Thursday, May 19, 2011

Electronic communication: What gets lost when we become too discreet?

Yesterday while running, I listened to yet another discussion on NPR sparked by the article in the Sunday New York Times Style section earlier this month in which a large photo depicted a family of four, all sitting together on a couch but each engaged individually with some form of electronic equipment. Again and again, the question seemed to circle back to this one: Okay, this family is all wired in and focusing on their individual online activities, but what exactly has been lost, if anything?

Well, most adults who remember a time when communication was primarily non-electronic can answer this somewhat by rote. Electronic communication – whether email, Tweets, or blogs – lack the nuance of spoken interaction. Humor and other aspects of emotion get lost in translation. The very reason for emoticons is to try to bridge the difficulty in conveying intonation and inference through the on-screen, printed word. We craft keyboard characters into smiles, winks and frowns just in case what would have come through in our voices were we speaking gets lost in the written word.

But it occurred to me as I listened to the discussion that there’s another aspect to it as well. Many of us have learned the hard way -- through personal experience, retold anecdotes, or stories raised to the level of urban myth -- that tact and vigilance are necessary when writing emails and other forms of electronic correspondence. In short, it’s dangerous to commit anything to any electronic medium if you wouldn’t be comfortable seeing it enter viral distribution.

Which is a fine message as far as reminding people to exercise tact, but prompts a corollary question: So if we’re all communicating electronically, what happens to all the discussions we dare not have through the written word?

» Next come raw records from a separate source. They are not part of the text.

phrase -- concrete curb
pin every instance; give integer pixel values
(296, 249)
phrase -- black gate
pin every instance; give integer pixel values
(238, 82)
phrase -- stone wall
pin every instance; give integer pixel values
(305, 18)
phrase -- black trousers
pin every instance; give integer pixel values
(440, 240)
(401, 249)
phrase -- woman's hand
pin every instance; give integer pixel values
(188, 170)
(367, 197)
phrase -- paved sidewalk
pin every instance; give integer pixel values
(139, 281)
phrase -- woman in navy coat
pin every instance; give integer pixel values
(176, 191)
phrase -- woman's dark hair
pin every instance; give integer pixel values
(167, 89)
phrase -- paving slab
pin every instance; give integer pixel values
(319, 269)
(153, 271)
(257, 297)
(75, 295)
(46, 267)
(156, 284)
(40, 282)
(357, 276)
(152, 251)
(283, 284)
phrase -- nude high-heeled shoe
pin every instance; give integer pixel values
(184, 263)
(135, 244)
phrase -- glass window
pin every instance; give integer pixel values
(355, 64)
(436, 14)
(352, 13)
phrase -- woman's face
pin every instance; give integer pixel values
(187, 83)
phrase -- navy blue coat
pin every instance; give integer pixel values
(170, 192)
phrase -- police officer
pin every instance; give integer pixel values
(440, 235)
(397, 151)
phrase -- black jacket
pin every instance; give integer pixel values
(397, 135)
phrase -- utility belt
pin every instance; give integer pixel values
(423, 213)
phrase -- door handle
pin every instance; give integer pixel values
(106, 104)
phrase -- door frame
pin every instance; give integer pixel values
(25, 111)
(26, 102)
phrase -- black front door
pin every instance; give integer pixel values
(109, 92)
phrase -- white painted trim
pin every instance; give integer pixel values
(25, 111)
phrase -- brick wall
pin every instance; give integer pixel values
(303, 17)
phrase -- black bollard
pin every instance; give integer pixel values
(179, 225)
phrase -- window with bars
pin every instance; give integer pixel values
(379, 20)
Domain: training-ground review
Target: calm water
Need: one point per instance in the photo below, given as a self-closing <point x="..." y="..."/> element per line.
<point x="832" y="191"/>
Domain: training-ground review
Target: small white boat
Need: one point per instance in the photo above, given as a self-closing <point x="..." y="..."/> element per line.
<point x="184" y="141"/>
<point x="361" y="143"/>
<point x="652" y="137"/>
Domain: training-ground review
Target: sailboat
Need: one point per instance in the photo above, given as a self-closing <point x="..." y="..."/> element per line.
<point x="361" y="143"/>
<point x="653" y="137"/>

This is not an abstraction to me. One evening last week, I stopped by the public library to return a book and ran into my friends Amy and Jean. Jean and I got caught up in a discussion about something that had happened in our third-graders’ circle of friends; Amy countered with a story about her kindergartener and a classmate; and soon the three of us, whispering next to the reference desk, were sharing the kind of personal stories about our own pasts that girls normally tell only after midnight at slumber parties.

The reference librarian didn’t bat an eye as the three of us went on and on about awkward moments and painful heartbreaks from our middle school years, but I found myself still thinking about the conversation the next day. First of all, it just seemed so random. I don’t know either of them really well; had we not run into each other, all of us without kids or husbands, on this particular evening under these particular circumstances, we probably never would have shared any of those stories.

But more importantly, it was only through face-to-face interaction that a conversation like that would have happened; these certainly weren’t anecdotes you’d want to commit to written form.

So maybe, I though as I listened to the NPR discussion about cyber-intimacy, that’s what’s being lost: crazy random personal chit-chat among friends. Amy and Jean and I can certainly arrange a carpool or recruit art show volunteers by email, but confess as to the most embarrassing moment we remember from middle school? Not likely. Not in the least.

On the one hand, it’s a positive thing if electronic communication is starting to get old and familiar enough that fewer privacy faux pas are taking place. (Having discovered that my own 8-year-old sent an email containing an unkind sentiment about a classmate to six friends last month, I know firsthand that the principle of not writing incriminating emails is something that can’t be taught early enough.) On the other, if we’re learning to avoid potentially embarrassing stories or confessions in our electronic communications, and electronic communications are all we’re using, we’re passing up the chance for moments like the one I had at the library last week.

Talking about personal moments with casual friends isn’t an everyday occurrence for me, but it has led to some of my most interesting insights – and, of course, sharing an intimate story is a great way to fortify a budding friendship. So yes, something will potentially be lost if we get into the habit of passing up the chance for face-to-face discussion. I need only remember last week at the library – and the delicious feeling of kinship with two friends that transpired there – to understand how true this is.